Awe! What a cutie - he doesn't look like a mutt to me. He looks like one very happy boy!!!


----------



## luv3havs (Jul 27, 2007)

He looks a lot like a Havanese to me, in that doggie Hairdo!
He's very cute and looks like a fun dog.


----------



## Evye's Mom (Dec 16, 2008)

He is a cutie !!!


----------



## HavaBaloo (Mar 24, 2009)

Oh, he is a cutie! What's his name? He looks so happy, glad you had a good experience.


----------



## pjewel (Apr 11, 2007)

He looks like a hav to me. He's adorable, both before and after.


----------



## LuvCicero (Mar 31, 2008)

He is so cute and he looks like a Hav to me also. That last picture is so cute. He looks like he is dancing to some good rock music because he likes his new look.


----------



## Sheri (Oct 11, 2008)

What a cutie, and welcome! How much does "he" weigh? He sure looks like a hav! I like that last picture, too! Cute photo of your husband trying to hide behind him, too!


----------



## Scooter's Family (May 23, 2008)

Very cute!!! What's his name?


----------



## vipbrj (Apr 13, 2009)

his name is Wall-E... I don't know why I forgot to mention that! 

He's about 27 pounds... he isn't really that big or overweight, just really stocky (or thats what I tell myself)  

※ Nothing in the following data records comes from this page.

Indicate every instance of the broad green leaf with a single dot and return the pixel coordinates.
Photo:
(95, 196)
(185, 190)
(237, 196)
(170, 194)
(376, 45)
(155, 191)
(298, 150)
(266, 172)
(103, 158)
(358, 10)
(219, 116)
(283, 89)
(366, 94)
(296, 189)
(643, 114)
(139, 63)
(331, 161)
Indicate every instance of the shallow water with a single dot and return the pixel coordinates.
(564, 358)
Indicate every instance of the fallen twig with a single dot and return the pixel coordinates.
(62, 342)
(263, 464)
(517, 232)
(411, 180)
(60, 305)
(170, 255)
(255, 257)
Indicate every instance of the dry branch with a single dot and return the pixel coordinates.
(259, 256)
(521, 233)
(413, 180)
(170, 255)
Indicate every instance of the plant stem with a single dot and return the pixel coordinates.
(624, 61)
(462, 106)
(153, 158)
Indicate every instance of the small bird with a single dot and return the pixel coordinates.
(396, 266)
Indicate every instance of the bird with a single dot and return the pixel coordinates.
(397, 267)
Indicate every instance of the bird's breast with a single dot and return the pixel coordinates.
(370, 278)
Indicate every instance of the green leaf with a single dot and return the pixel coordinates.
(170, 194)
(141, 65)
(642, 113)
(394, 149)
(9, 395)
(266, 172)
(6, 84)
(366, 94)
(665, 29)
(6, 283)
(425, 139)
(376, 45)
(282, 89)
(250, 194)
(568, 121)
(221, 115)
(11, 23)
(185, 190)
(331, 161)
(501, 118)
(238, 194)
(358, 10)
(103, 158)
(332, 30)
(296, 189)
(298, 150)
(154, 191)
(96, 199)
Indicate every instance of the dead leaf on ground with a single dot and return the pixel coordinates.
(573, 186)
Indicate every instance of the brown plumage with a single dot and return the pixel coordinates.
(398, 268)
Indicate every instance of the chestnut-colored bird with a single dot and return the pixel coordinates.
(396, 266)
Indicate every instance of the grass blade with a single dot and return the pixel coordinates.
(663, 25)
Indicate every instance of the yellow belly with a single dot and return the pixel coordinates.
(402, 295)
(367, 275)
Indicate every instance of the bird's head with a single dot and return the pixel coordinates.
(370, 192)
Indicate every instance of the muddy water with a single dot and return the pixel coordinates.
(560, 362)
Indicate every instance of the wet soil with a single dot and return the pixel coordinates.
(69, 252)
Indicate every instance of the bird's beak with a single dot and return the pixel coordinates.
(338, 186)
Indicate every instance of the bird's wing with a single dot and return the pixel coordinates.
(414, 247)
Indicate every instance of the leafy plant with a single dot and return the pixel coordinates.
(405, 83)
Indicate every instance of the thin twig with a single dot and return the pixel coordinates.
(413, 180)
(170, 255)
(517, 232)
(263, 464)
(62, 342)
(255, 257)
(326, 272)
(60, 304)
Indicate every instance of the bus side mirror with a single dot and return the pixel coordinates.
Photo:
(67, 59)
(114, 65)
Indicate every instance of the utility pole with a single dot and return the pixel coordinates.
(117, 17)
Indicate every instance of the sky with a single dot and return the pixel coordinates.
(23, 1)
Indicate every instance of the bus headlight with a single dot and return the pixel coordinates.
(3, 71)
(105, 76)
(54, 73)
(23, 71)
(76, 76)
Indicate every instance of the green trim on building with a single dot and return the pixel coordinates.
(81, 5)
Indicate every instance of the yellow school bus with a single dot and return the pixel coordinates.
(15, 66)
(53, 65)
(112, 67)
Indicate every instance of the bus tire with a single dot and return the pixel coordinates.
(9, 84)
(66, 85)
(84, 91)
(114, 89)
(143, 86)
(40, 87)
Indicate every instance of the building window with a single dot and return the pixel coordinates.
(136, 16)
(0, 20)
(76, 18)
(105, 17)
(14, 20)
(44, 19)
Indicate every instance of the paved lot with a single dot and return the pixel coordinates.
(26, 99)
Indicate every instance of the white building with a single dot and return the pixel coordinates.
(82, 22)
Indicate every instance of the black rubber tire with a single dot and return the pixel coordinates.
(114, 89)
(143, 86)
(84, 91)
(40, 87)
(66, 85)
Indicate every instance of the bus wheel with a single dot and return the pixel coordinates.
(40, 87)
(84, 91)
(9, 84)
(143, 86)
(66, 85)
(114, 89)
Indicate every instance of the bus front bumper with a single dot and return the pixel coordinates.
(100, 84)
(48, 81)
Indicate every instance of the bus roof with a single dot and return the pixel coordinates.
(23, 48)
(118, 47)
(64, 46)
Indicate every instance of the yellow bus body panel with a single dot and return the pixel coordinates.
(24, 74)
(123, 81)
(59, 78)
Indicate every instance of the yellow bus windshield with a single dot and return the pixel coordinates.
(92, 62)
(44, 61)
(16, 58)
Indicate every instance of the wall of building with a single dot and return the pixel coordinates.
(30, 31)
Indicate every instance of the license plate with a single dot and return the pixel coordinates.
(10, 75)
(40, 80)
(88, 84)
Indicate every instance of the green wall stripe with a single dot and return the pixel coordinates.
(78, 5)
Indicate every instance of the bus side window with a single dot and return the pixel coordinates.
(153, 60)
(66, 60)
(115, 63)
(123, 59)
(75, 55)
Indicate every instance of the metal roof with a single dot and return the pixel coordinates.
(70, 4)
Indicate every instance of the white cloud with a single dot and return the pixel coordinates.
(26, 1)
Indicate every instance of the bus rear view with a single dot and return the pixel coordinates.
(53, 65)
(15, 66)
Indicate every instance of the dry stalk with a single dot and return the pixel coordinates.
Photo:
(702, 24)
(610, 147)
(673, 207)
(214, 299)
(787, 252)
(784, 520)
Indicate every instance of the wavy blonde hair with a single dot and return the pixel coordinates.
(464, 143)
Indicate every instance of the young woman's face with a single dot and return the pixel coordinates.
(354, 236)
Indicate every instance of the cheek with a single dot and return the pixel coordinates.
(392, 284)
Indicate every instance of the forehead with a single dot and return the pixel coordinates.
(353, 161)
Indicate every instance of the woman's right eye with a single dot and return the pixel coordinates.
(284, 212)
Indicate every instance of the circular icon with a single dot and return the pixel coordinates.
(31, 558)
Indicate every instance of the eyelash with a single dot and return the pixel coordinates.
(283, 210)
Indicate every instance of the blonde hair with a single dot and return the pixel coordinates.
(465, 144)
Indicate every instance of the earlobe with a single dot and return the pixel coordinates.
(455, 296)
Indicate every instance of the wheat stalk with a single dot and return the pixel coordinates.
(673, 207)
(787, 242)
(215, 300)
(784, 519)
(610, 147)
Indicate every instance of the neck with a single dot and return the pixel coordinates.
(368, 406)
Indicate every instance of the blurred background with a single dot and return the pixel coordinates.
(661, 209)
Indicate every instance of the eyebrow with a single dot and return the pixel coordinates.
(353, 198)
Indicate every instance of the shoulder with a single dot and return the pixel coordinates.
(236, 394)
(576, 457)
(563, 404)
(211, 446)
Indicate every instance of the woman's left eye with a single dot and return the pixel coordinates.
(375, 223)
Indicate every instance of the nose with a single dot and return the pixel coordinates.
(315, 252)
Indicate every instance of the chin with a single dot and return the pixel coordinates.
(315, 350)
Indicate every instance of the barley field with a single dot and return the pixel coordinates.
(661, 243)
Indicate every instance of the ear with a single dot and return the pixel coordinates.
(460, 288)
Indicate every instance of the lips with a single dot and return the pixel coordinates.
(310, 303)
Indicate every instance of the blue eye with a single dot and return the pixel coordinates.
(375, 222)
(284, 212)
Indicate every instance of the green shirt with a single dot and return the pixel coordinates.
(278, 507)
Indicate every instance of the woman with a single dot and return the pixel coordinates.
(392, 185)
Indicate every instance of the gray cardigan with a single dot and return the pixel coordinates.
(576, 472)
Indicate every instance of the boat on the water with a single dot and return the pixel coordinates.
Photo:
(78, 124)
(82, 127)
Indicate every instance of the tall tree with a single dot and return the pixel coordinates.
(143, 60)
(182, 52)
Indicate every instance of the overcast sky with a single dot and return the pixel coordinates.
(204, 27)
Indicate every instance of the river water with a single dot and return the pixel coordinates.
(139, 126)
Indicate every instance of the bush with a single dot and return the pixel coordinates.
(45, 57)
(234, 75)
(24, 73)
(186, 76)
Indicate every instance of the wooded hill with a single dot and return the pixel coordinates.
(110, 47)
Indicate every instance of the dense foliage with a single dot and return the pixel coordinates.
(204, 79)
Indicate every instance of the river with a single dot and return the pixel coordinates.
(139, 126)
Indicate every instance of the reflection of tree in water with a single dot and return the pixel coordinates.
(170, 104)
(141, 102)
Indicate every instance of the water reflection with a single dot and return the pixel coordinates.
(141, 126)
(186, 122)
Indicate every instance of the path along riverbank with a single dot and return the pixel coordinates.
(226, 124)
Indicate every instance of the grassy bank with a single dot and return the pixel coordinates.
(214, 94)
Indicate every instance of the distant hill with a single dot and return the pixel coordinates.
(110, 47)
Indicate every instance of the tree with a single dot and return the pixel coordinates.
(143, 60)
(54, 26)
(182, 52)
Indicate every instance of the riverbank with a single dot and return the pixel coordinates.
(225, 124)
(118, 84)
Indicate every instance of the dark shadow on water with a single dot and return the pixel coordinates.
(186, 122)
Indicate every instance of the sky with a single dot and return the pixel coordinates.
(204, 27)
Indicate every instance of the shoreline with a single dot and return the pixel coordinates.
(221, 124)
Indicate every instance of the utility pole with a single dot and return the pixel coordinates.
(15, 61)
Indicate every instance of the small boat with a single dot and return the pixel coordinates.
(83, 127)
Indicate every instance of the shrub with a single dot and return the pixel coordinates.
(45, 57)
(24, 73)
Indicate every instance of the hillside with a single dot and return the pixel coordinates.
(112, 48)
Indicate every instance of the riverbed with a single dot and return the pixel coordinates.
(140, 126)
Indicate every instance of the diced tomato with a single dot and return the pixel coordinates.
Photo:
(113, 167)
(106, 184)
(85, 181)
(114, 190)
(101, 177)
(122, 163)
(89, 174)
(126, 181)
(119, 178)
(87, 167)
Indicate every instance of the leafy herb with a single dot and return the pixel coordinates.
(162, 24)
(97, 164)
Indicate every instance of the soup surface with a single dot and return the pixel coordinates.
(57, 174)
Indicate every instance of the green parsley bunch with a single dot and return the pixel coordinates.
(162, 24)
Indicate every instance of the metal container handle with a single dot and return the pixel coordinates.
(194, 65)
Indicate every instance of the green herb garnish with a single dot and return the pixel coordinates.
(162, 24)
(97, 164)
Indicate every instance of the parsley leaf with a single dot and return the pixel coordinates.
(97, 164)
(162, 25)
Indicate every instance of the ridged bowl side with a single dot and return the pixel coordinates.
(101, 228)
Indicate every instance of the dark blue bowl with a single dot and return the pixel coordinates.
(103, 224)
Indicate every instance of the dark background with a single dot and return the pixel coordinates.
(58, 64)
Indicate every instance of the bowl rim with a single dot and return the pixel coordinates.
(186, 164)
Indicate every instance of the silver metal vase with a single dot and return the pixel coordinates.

The groomer thought he was a dandie dinmont. That's probably the third time I've heard that from someone... but I just think it doesn't fit him at all (besides the body shape)!


----------



## HavaneseSoon (Nov 4, 2008)

Your pup is very cute! Love the groom!


----------



## Scooter's Family (May 23, 2008)

Now I remember him! He's beautiful!


----------



## Sheri (Oct 11, 2008)

Oh, I remember, too, now! He looks very nice in his new cut! Is he settled in well, and are you enjoying him?


----------



## Pixiesmom (Jul 31, 2008)

Yep, I remember him too. 
I thought we all decided that he's a havanese for sure.


----------



## marjrc (Jan 13, 2007)

Wall-e is adorable!! I LOVE that action shot. Looks like he and your b/f are dancing. Soooo cute! He definitely looks like a Hav, a bigger Hav.


----------